He changed America by talking

So. I'm about to break my "no more talking about politics online" vow. But it's literally a holiday devoted to literally this so I'mma give myself a pass on this one.

Included in Stellan's schoolwork this week was a worksheet packet about MLK titled "He Changed America By Talking." It begins with a two page essay: Dr. Martin Luther King was "an important man" who "spoke to many people in many places," and "fought bad laws with words and hard work."

The closing paragraph I'll quote in full:

"Then in 1968 an angry man shot Dr. King. Dr. King died. People were afraid that Dr. King's dream would die with him. But people remembered his words. His talk changed America.

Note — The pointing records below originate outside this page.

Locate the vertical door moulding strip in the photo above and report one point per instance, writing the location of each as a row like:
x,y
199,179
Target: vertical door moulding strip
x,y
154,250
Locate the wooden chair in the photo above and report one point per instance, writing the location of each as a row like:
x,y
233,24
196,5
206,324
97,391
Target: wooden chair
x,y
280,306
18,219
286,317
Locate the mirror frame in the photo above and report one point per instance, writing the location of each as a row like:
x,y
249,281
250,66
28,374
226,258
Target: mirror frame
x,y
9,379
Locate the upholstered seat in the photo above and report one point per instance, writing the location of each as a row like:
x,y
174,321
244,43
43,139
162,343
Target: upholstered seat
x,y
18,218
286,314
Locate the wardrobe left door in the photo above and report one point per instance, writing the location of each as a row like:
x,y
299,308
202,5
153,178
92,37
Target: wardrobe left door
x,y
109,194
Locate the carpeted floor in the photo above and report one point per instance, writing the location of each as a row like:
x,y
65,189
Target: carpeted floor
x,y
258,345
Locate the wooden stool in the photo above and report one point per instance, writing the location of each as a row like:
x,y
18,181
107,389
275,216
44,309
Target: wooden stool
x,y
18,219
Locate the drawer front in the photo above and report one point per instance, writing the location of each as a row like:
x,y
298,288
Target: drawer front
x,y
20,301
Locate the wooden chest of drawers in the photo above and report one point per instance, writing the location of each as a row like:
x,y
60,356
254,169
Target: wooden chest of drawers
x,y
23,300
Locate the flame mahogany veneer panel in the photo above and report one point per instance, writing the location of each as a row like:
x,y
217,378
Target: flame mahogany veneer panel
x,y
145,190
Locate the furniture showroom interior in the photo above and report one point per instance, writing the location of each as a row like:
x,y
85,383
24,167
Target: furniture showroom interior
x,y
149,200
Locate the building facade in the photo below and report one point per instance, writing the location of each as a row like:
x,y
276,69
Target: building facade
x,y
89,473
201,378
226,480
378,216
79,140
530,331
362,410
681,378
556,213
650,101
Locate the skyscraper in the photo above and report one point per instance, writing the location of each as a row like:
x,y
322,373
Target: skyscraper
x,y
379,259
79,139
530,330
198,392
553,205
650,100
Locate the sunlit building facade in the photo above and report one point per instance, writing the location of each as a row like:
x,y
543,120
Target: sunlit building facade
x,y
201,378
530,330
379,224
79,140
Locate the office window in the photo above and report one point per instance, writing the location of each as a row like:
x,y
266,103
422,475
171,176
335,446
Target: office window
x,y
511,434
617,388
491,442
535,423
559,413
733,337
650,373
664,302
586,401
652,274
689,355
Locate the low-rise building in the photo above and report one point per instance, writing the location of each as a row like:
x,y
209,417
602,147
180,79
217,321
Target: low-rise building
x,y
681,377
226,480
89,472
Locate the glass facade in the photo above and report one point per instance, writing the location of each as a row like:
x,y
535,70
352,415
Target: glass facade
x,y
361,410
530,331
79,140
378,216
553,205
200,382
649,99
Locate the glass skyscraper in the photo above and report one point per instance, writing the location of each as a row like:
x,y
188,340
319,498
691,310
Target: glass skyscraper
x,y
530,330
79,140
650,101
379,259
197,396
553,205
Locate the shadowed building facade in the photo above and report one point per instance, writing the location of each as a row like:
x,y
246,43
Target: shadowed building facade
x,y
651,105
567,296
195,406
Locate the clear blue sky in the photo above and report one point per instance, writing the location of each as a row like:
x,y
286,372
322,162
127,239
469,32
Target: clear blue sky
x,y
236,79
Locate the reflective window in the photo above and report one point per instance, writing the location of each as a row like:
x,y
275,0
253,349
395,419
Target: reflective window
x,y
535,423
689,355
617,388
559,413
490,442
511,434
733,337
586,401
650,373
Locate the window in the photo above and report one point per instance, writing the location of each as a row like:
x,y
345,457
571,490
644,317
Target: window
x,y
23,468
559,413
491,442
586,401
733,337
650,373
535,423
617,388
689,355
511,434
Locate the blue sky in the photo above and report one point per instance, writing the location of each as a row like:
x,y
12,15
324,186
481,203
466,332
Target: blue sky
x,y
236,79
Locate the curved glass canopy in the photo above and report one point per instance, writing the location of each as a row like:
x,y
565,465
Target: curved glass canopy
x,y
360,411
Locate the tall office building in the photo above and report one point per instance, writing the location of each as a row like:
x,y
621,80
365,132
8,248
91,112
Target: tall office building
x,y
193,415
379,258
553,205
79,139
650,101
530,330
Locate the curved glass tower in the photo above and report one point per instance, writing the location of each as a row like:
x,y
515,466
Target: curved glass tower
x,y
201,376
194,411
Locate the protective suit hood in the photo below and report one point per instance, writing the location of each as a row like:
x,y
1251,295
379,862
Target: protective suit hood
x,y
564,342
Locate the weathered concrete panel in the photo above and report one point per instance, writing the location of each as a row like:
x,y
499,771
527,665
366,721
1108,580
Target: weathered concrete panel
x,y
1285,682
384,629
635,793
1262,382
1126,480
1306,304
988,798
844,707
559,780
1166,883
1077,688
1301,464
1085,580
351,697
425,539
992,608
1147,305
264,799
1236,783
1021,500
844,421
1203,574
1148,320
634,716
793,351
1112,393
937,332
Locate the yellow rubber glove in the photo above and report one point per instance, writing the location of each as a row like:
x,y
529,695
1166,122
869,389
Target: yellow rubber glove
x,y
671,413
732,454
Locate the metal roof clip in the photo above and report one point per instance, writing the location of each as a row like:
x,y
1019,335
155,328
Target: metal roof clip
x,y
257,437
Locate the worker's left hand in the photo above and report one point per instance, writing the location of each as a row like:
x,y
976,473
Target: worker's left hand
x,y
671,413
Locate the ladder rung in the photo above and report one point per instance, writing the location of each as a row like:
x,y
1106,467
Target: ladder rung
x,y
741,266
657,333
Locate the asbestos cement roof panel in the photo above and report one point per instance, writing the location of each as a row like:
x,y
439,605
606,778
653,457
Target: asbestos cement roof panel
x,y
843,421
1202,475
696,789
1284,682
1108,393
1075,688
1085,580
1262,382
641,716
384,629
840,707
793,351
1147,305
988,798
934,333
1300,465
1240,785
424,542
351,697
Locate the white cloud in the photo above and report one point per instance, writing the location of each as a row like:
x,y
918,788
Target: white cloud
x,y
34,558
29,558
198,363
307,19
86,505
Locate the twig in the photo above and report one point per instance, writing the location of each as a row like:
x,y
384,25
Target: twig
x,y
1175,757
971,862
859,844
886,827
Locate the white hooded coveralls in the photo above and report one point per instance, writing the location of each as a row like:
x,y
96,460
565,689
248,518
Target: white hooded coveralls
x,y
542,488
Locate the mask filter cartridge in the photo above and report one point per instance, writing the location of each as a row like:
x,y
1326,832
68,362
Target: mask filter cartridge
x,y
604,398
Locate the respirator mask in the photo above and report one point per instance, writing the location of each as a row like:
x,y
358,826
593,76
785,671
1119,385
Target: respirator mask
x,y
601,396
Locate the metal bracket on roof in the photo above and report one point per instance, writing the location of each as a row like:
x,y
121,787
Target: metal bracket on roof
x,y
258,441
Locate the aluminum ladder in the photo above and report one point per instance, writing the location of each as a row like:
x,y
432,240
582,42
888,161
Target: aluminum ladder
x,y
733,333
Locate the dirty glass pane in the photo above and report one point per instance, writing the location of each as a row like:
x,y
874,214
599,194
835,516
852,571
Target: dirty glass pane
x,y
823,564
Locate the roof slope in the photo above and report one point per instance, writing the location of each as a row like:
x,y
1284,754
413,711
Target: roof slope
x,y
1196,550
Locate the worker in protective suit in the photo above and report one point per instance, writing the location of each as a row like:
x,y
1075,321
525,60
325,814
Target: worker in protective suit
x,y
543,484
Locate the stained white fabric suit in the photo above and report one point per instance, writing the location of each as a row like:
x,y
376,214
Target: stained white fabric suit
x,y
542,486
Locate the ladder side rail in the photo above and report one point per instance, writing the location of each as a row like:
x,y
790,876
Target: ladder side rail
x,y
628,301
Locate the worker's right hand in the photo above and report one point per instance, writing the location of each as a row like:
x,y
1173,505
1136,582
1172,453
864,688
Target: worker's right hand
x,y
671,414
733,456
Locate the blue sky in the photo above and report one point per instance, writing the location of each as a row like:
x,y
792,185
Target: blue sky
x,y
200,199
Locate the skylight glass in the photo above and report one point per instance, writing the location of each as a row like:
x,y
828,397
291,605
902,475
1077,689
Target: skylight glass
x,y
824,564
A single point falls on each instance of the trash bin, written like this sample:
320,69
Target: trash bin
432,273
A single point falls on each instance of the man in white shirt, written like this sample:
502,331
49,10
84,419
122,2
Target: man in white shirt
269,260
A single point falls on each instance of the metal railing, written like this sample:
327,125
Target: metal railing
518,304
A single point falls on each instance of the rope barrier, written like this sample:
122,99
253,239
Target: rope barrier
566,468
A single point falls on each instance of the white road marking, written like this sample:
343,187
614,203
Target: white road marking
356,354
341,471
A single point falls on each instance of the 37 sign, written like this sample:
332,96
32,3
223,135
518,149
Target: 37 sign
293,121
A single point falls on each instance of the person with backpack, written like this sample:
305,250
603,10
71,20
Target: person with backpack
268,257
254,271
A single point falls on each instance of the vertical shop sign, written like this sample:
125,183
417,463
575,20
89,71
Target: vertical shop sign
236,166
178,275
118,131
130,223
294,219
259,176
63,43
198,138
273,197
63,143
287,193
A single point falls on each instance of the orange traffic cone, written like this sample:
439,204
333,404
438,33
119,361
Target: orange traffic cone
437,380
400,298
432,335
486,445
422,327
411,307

His dream for his four children is coming true."

Literally the only mention of race in the entire packet was when it quoted the I Have A Dream speech ("...that my four little children will one day live in a nation where they will not be judged by the color of their skin but by the content of their character.") I guess if you were feeling charitable you could also count the clip-art image of a white hand and black hand shaking hands.

The packet talks about nonviolence, it talks about injustice, but it only tangentially refers to the actual reasons these things need talking about.

(To be clear I have zero complaints about Stellan's school or his teacher here -- when I asked him about MLK the first word out of his mouth was "racism", and clearly the actual lesson was a lot less oblique than the preprinted packet.)

I get that this is meant for younger kids, and that this stuff is not easy to talk about; there's almost certainly no way to do this that wouldn't lead to some group of parents getting ticked off. I don't think this is bad faith on the part of the corporation that produced the packet, even -- I'm not sure how I'd rewrite this in a way that'd still make it past e.g. the Texas Board of Education. There are at least a few bits where they clearly tried to talk about it without actually, y'know, talking about it.

But still. We can do better than this. Can't we do better than this?